Garmin Connect Plus at One Year: Still Hard to Justify

Garmin Connect+ just hit its first birthday, and the verdict is blunt: for most athletes, it still does not earn its keep. Twelve months of incremental feature additions have not moved the needle enough to make the subscription a clear buy over the free tier.
Two exceptions exist where the math starts to work. Athletes who lean heavily on Garmin Coach plans and those who want deeper sleep and HRV trend data get closer to justifying the cost. Everyone else is essentially paying for polish on top of what the watch already delivers for free.
The features that could actually shift the calculation are not live yet. Native strength analytics and Muscle Battery tracking are on the roadmap, and those two additions would matter. Strength athletes and Hyrox competitors in particular have been poorly served by Garmin's ecosystem compared to what Whoop 4.0 and even Apple Watch with third-party apps already offer on the recovery and load side.

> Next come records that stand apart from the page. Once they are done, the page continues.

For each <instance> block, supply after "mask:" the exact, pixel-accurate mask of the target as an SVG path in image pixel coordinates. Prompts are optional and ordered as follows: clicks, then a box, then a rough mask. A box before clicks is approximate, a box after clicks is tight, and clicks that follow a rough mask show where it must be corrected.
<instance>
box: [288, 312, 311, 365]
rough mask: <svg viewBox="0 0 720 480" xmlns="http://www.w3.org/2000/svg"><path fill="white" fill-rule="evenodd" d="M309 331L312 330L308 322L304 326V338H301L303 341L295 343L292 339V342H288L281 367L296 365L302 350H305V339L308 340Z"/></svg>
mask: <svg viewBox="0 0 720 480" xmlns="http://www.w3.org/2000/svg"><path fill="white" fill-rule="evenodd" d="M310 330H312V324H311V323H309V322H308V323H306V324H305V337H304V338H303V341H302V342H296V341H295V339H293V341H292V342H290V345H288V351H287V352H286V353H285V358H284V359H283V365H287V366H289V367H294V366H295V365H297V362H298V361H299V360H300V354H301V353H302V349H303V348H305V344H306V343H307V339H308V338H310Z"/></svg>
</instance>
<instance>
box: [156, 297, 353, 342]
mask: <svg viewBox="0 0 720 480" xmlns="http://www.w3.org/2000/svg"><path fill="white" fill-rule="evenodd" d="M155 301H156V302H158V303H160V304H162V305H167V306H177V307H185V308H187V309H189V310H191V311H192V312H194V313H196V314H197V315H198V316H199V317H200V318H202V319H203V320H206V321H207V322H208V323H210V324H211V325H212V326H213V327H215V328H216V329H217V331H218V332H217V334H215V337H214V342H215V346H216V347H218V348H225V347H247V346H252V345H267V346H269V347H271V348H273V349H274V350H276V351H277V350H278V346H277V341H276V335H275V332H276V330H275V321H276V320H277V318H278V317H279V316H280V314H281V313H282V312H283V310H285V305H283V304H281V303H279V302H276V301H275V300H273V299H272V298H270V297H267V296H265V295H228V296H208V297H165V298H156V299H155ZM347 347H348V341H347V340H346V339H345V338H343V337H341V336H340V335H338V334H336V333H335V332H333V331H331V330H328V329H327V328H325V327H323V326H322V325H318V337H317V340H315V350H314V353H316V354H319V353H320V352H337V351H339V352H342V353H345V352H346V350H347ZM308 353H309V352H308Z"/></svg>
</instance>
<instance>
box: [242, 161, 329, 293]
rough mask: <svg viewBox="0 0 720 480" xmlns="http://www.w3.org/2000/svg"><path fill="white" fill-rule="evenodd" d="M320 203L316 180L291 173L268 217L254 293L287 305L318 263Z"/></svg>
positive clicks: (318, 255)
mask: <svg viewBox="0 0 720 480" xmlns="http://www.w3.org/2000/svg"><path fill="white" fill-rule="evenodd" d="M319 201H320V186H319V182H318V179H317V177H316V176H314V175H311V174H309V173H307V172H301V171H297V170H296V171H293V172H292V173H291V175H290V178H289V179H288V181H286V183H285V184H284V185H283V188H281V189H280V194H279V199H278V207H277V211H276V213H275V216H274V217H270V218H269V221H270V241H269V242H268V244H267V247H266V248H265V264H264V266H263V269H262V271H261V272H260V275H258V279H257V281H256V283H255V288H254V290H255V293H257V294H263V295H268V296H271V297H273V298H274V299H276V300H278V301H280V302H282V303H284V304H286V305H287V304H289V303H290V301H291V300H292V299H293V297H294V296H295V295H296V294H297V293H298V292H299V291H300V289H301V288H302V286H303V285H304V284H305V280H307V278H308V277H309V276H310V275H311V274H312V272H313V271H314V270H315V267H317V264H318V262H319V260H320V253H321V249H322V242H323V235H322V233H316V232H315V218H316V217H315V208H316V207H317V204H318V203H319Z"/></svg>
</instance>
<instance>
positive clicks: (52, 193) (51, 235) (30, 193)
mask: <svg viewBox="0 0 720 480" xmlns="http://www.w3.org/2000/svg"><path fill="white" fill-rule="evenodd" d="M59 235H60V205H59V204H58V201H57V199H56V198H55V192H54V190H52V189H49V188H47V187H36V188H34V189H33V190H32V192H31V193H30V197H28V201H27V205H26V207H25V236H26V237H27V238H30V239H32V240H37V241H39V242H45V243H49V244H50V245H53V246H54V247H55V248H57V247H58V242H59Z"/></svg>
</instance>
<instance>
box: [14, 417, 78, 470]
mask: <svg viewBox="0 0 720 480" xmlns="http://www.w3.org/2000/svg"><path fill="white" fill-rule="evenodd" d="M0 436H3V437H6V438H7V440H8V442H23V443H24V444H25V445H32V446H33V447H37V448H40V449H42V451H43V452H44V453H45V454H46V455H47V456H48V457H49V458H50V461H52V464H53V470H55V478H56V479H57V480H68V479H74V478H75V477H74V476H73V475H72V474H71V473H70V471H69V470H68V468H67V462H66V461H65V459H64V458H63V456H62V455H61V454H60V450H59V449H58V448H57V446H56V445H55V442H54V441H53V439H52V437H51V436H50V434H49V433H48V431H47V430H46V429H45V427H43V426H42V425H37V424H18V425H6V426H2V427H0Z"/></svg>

For pure endurance use, Garmin's free Connect platform still outperforms most competitors out of the box. The Polar Flow comparison is instructive: Polar bundles its premium analytics into the device price. Coros does the same. Garmin is asking you to pay again for a watch you already spent 500 to 800 dollars on.
Wait on this one. Check back when Muscle Battery and strength tracking land. Until then, skip Connect+ unless you are deep into Garmin Coach or obsessing over sleep trends.